Determining the Ordered Pair That Satisfies Two Inequalities: y > –3x + 3 and y > 2x – 2

In the realm of mathematics, solving inequalities plays a vital role in understanding and analyzing various mathematical expressions. This article aims to address a specific problem: finding the ordered pair that satisfies two given inequalities. The inequalities in question are y > –3x + 3 and y > 2x – 2. By applying fundamental principles and techniques, we will demonstrate how to determine the ordered pair that makes both inequalities true. By the end of this article, you will have a clear understanding of the steps involved in solving such problems.

I. Understanding Inequalities:

Before delving into the specifics of solving the given inequalities, it is crucial to establish a solid understanding of inequalities themselves. Inequalities represent relationships between two expressions that are not equal. The symbols used in inequalities are greater than (>), less than (<), greater than or equal to (≥), and less than or equal to (≤). In our case, we have two inequalities: y > –3x + 3 and y > 2x – 2.

 

which ordered pair makes both inequalities true? y > –3x + 3 y > 2x – 2

 

Understanding Inequalities

 

II. Solving the First Inequality: y > –3x + 3:

To solve the first inequality, y > –3x + 3, we will follow a step-by-step approach. First, we will rewrite the inequality in slope-intercept form, y = mx + b, where m represents the slope and b represents the y-intercept. In this case, the equation becomes y = –3x + 3. By examining the slope, we determine that the line is downward sloping.

 

Next, we will graph the inequality on a coordinate plane. By plotting the y-intercept and using the slope to determine additional points, we can draw a line representing the inequality. To determine which side of the line satisfies the inequality, we will perform a test point calculation. By substituting the coordinates of a test point into the inequality, we can determine if it satisfies the given condition.

 

Finally, we shade the region above the line to represent the solutions to the inequality.

III. Solving the Second Inequality: y > 2x – 2:

Similarly, we will now focus on solving the second inequality, y > 2x – 2. Following the same steps as before, we rewrite the inequality in slope-intercept form: y = 2x – 2. The slope in this case is positive, indicating an upward sloping line.

 

We graph the inequality by plotting the y-intercept and using the slope to find additional points. The test point calculation helps us determine which side of the line satisfies the inequality. Once again, we shade the region above the line to represent the solutions to the inequality.

IV. Finding the Common Solutions:

Having graphed both inequalities, we now seek the ordered pair that satisfies both conditions simultaneously. This can be achieved by identifying the overlapping region on the graph.

 

which ordered pair makes both inequalities true? y > –3x + 3 y > 2x – 2

 

Graphed both inequalities

 

By considering the shaded areas from both inequalities, we can determine the common solution that makes both y > –3x + 3 and y > 2x – 2 true.
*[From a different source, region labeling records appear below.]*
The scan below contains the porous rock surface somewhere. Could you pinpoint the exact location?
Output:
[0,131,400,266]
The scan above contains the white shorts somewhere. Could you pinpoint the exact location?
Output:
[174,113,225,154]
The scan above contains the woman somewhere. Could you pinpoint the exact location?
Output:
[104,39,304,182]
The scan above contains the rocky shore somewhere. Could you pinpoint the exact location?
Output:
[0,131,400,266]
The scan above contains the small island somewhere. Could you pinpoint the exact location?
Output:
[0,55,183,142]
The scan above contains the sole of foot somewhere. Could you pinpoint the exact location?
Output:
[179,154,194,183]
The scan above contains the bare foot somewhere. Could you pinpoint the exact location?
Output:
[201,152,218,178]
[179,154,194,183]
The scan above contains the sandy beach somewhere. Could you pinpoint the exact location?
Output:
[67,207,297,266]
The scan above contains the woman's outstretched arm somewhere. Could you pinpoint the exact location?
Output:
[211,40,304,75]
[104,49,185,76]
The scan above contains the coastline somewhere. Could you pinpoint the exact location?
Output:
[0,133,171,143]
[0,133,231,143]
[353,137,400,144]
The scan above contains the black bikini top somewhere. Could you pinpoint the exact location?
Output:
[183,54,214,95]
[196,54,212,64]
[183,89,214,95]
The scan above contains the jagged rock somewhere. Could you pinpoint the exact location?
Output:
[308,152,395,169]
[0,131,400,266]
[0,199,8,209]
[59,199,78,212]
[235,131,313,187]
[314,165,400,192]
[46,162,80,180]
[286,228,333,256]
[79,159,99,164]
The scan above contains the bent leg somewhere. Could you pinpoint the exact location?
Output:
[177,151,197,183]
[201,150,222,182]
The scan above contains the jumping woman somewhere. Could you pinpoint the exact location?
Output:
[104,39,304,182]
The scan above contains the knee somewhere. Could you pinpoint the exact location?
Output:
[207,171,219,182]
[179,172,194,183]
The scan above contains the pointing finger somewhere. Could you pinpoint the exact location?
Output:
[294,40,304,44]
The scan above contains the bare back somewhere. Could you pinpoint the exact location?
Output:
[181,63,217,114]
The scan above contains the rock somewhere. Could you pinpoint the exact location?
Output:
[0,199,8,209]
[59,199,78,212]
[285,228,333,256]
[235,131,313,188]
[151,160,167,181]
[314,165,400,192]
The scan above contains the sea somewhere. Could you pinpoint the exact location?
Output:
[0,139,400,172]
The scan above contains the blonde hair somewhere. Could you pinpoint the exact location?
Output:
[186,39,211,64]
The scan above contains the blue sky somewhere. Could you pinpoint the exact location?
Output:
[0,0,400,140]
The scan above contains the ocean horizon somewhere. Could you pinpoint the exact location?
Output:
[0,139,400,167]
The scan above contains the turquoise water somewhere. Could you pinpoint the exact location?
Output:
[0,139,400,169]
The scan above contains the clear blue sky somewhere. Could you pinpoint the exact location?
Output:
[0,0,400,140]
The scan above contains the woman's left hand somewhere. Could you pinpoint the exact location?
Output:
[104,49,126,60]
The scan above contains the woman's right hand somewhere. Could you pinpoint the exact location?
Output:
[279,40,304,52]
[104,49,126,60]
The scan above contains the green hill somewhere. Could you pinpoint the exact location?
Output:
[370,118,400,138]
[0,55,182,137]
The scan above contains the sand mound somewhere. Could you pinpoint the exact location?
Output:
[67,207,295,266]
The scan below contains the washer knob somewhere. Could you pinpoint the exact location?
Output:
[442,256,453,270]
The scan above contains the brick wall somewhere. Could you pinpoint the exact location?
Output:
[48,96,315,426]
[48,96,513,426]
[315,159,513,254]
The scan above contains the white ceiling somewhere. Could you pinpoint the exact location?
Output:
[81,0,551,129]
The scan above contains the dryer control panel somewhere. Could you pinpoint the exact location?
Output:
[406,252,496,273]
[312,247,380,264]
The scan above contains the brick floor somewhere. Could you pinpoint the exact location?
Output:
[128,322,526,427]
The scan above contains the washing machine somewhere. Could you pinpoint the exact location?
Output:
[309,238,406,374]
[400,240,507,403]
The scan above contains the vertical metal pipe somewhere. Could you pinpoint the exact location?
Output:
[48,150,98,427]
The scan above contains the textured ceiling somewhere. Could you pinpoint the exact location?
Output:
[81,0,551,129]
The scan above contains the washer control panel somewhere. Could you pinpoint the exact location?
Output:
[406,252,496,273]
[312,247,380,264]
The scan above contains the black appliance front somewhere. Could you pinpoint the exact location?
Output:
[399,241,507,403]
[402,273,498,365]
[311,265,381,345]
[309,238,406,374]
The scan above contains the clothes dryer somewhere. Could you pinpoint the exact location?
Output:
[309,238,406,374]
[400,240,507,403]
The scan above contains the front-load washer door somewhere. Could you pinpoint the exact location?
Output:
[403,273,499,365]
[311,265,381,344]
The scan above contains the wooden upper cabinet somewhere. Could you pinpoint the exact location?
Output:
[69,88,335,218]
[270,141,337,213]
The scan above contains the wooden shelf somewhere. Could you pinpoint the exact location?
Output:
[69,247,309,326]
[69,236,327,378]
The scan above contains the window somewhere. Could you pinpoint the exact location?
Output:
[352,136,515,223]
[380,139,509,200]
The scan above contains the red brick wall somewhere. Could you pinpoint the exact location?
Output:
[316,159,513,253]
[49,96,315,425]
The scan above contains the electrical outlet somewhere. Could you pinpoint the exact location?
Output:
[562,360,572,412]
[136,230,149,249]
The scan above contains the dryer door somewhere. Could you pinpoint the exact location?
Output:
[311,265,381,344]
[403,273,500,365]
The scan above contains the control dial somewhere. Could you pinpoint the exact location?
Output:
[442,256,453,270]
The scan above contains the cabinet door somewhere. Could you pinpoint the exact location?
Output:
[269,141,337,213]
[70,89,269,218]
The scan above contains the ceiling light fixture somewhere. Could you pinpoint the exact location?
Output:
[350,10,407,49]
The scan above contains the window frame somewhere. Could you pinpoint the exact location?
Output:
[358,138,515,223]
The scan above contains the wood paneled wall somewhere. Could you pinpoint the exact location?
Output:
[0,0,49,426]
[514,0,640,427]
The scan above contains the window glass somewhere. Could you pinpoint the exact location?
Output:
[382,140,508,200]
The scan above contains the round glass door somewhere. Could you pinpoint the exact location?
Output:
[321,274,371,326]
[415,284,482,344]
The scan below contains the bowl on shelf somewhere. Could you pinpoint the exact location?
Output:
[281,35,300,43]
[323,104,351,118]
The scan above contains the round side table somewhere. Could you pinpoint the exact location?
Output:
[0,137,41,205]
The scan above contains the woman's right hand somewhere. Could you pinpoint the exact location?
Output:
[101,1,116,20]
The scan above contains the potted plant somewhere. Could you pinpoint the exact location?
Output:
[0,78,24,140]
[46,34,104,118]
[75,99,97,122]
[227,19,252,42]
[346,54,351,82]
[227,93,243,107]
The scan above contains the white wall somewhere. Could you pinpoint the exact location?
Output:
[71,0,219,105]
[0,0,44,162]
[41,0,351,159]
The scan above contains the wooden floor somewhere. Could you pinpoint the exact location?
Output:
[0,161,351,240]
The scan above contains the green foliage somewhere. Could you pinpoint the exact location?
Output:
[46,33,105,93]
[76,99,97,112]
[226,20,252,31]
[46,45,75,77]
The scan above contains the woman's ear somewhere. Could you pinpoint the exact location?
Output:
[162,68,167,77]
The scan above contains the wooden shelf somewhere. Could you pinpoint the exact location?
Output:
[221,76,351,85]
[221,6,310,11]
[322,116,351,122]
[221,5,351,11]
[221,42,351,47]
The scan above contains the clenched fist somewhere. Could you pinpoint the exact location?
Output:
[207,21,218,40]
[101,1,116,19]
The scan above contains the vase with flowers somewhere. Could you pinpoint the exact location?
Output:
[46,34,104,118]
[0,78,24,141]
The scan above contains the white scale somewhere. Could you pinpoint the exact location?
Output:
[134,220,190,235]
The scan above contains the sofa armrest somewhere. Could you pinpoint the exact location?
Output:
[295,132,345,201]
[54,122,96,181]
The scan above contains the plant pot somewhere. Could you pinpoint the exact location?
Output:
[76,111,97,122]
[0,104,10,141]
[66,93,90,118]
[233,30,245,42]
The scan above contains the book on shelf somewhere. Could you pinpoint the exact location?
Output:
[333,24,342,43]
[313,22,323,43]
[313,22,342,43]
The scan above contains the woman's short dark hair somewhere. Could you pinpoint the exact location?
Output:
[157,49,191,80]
The ordered pair within the overlapping region represents the solution to the problem at hand.

V. Conclusion:

In this article, we explored the process of determining the ordered pair that satisfies two given inequalities, y > –3x + 3 and y > 2x – 2. By understanding the fundamental principles of inequalities and employing a step-by-step approach, we successfully solved each inequality and graphed the corresponding lines on a coordinate plane.

 

Finally, by identifying the overlapping region, we found the common solution that makes both inequalities true. Solving inequalities is a crucial skill in mathematics, and by following the techniques outlined in this article, you can confidently approach similar problems in the future.